Why Speech Researchers Need Better Benchmarks
The speech-to-text industry has grown by leaps and bounds in recent years. Word error rates that once seemed remarkable are now table stakes thanks to improved training and testing techniques deployed within increasingly powerful automatic speech recognition models.
However, as real-world speech recognition has evolved to cover a wide spectrum of uses for long-form audio, the research community is lacking important updates to the most popular, publicly available English datasets that are used to train and test ASR models. This has led to a mismatch between research and real-world application: People increasingly use speech recognition for long-form audio, such as transcribing and captioning content, yet the breakthrough model architectures developed by the research community are often only evaluated on short-form use cases.
Put simply, as the speech-to-text industry invests in building the future of long-form ASR, neglecting to update these legacy datasets runs the risk of slowing us down.
The problem lies in how publicly available datasets are typically segmented. One standard research setup, for example, is segmenting an audiobook into chunks at the end of every sentence—a useful approach when speech recognition is limited to short-form audio, such as giving commands to a digital assistant or navigating an automated customer service line. As ASR models and compute power have improved exponentially, however, the market has sprinted far ahead of those research standards with new ASR techniques that can leverage increased context in long-form audio to enhance accuracy. Today, real-world audio increasingly occurs as unsegmented, long-form recordings, not short and discrete segments. The datasets weren't built to train models for this growing use case.

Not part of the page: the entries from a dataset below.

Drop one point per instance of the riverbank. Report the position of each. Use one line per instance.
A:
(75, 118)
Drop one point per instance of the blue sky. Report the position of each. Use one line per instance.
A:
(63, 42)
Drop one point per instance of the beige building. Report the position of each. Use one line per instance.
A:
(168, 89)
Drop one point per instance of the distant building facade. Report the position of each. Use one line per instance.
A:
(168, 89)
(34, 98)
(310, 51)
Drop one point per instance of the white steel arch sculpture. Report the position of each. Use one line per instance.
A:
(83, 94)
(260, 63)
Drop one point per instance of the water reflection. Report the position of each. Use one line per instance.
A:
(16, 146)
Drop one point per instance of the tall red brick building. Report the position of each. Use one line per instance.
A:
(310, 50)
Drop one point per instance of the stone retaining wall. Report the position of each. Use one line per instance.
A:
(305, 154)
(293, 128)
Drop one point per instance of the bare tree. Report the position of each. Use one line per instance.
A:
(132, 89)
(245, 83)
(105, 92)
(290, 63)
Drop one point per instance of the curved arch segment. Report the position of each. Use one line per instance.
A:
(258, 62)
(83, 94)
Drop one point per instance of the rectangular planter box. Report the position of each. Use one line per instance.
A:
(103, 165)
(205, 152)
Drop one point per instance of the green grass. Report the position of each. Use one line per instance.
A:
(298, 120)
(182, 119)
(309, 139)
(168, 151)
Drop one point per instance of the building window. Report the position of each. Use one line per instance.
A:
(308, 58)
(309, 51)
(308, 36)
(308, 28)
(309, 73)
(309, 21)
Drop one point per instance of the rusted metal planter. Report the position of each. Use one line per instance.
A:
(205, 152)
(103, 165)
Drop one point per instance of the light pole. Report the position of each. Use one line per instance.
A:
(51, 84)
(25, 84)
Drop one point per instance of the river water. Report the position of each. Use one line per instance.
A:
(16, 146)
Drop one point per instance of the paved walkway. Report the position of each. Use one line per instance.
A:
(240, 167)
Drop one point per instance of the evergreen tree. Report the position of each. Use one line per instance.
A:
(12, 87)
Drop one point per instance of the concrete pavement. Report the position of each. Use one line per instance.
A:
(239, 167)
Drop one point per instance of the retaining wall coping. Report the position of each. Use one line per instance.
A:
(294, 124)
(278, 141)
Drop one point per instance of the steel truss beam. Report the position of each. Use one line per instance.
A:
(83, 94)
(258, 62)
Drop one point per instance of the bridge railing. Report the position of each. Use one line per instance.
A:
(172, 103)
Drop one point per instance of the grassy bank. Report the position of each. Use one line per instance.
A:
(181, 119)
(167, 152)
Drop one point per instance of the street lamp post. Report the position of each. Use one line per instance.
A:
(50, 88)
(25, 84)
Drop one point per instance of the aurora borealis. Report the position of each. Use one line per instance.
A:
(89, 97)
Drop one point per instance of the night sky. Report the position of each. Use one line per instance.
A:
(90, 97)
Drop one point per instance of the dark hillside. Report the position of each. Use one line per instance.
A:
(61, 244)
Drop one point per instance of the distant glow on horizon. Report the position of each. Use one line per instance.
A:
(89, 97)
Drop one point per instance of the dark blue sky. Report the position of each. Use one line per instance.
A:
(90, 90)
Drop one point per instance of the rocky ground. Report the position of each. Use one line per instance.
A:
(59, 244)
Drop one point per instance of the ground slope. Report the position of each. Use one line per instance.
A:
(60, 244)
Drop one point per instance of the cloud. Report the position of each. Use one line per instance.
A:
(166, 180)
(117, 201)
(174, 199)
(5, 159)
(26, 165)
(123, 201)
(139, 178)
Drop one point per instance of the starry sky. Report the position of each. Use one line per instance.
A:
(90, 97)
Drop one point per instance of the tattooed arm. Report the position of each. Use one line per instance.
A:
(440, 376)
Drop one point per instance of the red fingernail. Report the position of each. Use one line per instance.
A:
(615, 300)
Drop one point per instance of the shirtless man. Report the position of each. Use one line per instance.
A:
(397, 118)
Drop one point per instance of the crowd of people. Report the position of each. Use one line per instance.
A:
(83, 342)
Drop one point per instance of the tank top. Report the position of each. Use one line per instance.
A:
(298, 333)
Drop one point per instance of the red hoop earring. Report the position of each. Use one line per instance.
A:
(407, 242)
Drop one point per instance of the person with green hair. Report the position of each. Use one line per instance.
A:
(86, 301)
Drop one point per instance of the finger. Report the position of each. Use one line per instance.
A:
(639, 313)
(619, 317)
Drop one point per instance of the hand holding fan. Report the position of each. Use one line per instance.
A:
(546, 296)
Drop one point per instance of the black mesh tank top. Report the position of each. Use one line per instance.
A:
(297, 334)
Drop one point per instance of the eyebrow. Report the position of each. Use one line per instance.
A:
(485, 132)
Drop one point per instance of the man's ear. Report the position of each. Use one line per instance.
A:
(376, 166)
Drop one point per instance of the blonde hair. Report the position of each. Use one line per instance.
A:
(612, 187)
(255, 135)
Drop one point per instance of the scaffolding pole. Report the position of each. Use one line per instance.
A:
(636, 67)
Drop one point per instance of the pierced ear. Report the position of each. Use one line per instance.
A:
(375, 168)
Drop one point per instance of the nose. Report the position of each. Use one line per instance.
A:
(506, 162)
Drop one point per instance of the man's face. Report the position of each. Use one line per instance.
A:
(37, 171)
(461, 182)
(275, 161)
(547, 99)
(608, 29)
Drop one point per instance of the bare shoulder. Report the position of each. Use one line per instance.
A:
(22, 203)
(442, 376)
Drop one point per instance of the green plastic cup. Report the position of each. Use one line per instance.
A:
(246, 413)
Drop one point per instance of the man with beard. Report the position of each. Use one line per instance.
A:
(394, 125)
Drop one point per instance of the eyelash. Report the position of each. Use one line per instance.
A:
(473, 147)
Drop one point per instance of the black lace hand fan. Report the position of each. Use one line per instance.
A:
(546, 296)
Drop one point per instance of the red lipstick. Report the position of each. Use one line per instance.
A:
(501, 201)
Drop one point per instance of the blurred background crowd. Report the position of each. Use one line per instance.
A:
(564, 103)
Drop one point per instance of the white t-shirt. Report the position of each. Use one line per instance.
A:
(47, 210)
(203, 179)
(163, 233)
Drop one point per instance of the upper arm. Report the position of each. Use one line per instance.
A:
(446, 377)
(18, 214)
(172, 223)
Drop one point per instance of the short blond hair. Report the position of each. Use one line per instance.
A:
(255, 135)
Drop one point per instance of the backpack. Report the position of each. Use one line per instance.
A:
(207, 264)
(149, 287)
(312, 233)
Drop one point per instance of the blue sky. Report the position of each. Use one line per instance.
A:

While researchers have tackled this mismatch problem with techniques like better segmentation, large context acoustic modeling, and rescoring with appropriate language models, there's still little consensus for best practices on training long-form ASR models, in part because the research community doesn't have common benchmarks for measuring performance. To build better, faster, and more accurate long-form ASR, we first need to agree on and adopt those benchmarks. That is how we can ensure we're heading in the right direction.
As much as innovation is sparked by healthy competition, it also depends on open collaboration across the research community. While published studies backed by private data have certainly pushed forward advanced ASR capabilities, they cannot be replicated by other researchers, emphasizing the importance of publicly available datasets. We need to develop new techniques and public benchmarks, drawn from standardized data that reflects how people actually use speech recognition today.

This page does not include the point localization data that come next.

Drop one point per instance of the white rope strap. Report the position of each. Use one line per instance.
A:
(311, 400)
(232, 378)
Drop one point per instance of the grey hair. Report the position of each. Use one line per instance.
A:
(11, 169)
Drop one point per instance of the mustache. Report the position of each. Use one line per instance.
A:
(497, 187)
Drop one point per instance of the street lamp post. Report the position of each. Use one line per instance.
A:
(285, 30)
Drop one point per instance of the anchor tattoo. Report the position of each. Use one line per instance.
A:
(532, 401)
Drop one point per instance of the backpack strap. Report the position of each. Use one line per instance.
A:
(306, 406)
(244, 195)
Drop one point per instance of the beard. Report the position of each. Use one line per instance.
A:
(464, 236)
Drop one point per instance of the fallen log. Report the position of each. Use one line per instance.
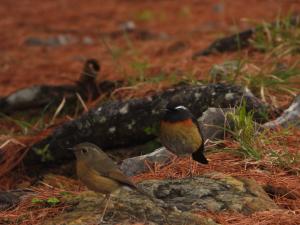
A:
(128, 123)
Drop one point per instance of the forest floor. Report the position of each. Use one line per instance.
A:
(151, 62)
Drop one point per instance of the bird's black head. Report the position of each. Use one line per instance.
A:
(175, 113)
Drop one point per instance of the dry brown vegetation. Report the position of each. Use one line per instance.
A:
(148, 66)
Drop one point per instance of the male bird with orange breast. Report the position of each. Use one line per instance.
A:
(180, 133)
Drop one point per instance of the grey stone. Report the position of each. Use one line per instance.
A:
(213, 192)
(290, 117)
(136, 165)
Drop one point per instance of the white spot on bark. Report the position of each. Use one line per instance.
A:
(112, 129)
(130, 126)
(124, 109)
(102, 119)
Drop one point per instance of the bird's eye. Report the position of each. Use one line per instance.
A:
(84, 151)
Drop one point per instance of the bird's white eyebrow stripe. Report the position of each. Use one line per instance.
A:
(180, 107)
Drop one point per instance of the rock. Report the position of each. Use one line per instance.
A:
(56, 41)
(212, 192)
(136, 165)
(290, 117)
(222, 72)
(126, 208)
(213, 121)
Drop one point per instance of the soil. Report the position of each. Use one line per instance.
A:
(178, 28)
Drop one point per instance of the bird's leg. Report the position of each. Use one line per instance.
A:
(107, 197)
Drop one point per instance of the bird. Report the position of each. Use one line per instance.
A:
(87, 81)
(100, 173)
(181, 134)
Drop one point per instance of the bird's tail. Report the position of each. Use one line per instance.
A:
(199, 156)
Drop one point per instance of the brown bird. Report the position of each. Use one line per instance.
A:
(87, 80)
(99, 173)
(181, 134)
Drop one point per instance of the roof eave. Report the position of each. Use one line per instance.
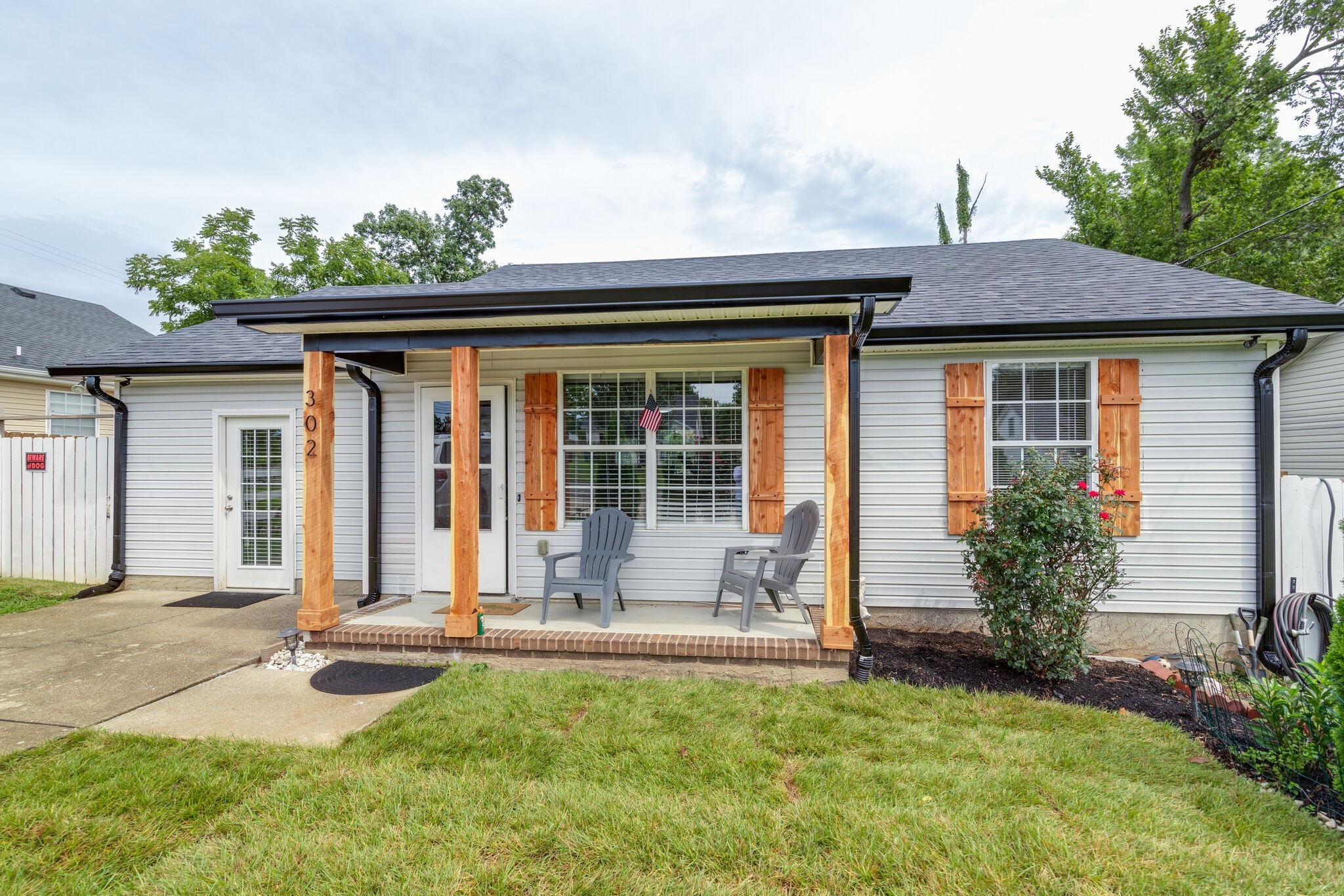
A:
(96, 369)
(486, 302)
(1017, 331)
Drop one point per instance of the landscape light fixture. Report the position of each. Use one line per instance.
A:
(291, 638)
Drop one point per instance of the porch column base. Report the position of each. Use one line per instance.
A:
(461, 626)
(837, 637)
(318, 620)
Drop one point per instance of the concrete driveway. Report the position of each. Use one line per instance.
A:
(85, 661)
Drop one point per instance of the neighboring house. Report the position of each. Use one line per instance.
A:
(1312, 411)
(39, 331)
(976, 354)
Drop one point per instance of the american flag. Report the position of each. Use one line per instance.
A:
(652, 417)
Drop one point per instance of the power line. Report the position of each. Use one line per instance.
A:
(62, 251)
(1250, 230)
(78, 270)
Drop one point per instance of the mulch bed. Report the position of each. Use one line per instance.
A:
(965, 659)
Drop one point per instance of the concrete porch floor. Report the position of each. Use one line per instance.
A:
(647, 640)
(640, 617)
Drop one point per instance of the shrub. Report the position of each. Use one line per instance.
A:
(1041, 559)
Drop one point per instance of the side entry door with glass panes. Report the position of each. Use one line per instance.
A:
(257, 544)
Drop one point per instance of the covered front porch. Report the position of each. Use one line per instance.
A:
(659, 636)
(824, 319)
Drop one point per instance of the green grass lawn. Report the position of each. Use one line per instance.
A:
(566, 782)
(18, 596)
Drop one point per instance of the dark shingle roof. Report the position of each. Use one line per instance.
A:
(214, 343)
(982, 287)
(977, 284)
(54, 329)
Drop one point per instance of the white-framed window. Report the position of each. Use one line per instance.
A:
(65, 402)
(687, 473)
(1042, 406)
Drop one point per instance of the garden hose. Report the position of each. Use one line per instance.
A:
(1292, 625)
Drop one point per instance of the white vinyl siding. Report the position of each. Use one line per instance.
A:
(1311, 411)
(1196, 552)
(171, 469)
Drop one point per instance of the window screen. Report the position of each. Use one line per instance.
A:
(695, 455)
(1042, 406)
(72, 403)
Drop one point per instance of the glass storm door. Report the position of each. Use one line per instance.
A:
(255, 504)
(436, 419)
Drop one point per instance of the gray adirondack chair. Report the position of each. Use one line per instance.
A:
(788, 556)
(606, 540)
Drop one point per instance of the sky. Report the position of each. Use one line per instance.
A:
(625, 131)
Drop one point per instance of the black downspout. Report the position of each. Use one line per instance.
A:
(119, 491)
(863, 324)
(374, 487)
(1267, 489)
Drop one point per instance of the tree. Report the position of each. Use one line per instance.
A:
(394, 246)
(965, 207)
(338, 262)
(215, 266)
(1205, 161)
(944, 234)
(445, 247)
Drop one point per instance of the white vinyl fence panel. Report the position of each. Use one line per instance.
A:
(57, 523)
(1311, 510)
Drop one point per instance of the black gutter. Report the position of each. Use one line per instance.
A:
(1009, 331)
(374, 481)
(119, 492)
(863, 324)
(109, 369)
(1267, 489)
(402, 302)
(665, 332)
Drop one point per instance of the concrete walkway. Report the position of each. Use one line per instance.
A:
(87, 661)
(259, 704)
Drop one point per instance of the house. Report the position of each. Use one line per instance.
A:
(1312, 411)
(39, 331)
(891, 386)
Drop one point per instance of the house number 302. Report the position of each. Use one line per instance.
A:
(310, 425)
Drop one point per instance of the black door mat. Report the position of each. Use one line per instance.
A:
(225, 600)
(348, 678)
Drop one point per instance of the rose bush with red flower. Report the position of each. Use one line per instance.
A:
(1041, 561)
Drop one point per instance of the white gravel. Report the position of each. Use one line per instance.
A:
(304, 661)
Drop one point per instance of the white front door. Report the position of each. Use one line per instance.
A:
(256, 504)
(436, 419)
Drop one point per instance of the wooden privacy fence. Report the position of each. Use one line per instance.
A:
(55, 508)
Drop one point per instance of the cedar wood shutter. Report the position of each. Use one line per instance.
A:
(539, 462)
(765, 446)
(965, 443)
(1117, 432)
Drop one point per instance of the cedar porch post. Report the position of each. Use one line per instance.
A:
(836, 632)
(465, 496)
(319, 609)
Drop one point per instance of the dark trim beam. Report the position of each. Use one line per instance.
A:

Our team at Rev and the Johns Hopkins University Center for Language and Speech Processing hopes to aid in that process. In our latest research, titled "Updated Corpora and Benchmarks for Long-Form Speech Recognition," which we presented at the IEEE International Conference on Acoustics, Speech and Signal Processing, we released updated versions of the TED-LIUM 3, Gigaspeech, and VoxPopuli datasets to encourage more robust research into long-form ASR. Our initial tests show that a simple strategy of combining original and long-form segments for training is effective at reducing the performance gap: For both TED-LIUM and GigaSpeech in particular, long-form training resulted in significant reductions in the deletion rate, leading to better performance. Perhaps more importantly, these updated datasets can now function as public benchmarks for future research.
Unlike pre-segmented datasets, these updated datasets include word-level timestamps obtained through forced alignments, giving researchers more control over how they can segment audio. For training and testing purposes, this means audio can be split anywhere to reflect the appropriate inference time.
With this new variable in play, researchers can experiment with other segment lengths or dynamic segmentation to study long-form ASR performance. Now, the challenge is catching up to the market: The rise of ASR for long-form audio reminds us how rapidly the speech-to-text industry has improved, and it also sets a course for the research ahead as we build tools to match real-world use cases.
By releasing the updated TED-LIUM 3, Gigaspeech, and VoxPopuli datasets publicly, we hope to help researchers looking for ways to lower word error rate and improve long-form ASR performance. Building the future of long-form ASR is a responsibility we all share, and we believe these benchmarks can serve an impactful role on that journey.